Formulation Specialist, 3rd Shift

A Formulation Specialist at INCOG BioPharma is responsible for producing bulk drug products through weighing and dispensing materials, operating formulation equipment, and ensuring quality control in sterile manufacturing settings. They lead improvements in processes and mentor manufacturing personnel.

The ideal candidate for the Formulation Specialist role at INCOG BioPharma should possess at least one year of GMP pharmaceutical experience, specifically in formulation and dispensing, along with a high school diploma. A degree in biological sciences or biotechnology is preferred.

Key skills for a Formulation Specialist include hands-on experience with pharmaceutical equipment, strong attention to detail, effective communication abilities, and the capacity for process improvement. Proficiency in MS Office and a knowledge of various industry systems is also beneficial.

At INCOG BioPharma, the work environment is collaborative and team-centered. Formulation Specialists work in cleanroom settings and must operate under strict adherence to GMP regulations, ensuring high standards of quality and efficiency.
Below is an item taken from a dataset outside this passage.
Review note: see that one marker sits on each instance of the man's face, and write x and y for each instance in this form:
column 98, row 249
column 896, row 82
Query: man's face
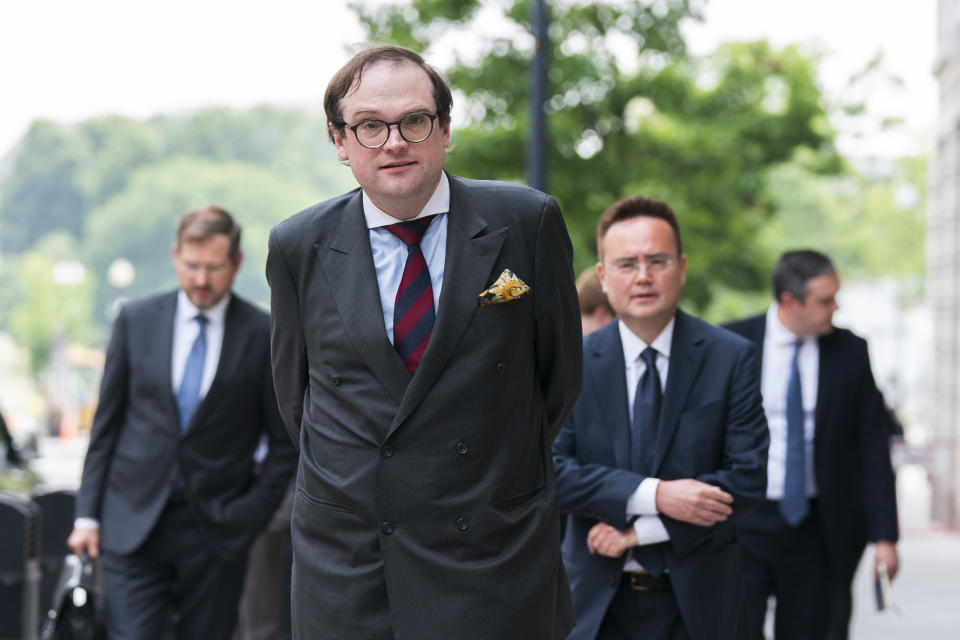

INCOG BioPharma offers mentorship opportunities and encourages continuous learning and development for its Formulation Specialists. Employees can expect guidance in mastering their roles while also contributing ideas for process improvements.

As a Formulation Specialist on the 3rd Shift at INCOG BioPharma, you can expect flexible hours that allow you to contribute effectively to the production processes while ensuring coverage for the facility's needs.

The culture at INCOG BioPharma is focused on technical excellence and a service-oriented mindset. Formulation Specialists collaborate closely with cross-functional teams and are encouraged to brainstorm better ways of doing business, all while ensuring quality outcomes.

It's important to highlight any specific roles where you've followed GMP guidelines, detailing the equipment you've handled, processes you've improved, and how your adherence to quality standards has positively impacted production.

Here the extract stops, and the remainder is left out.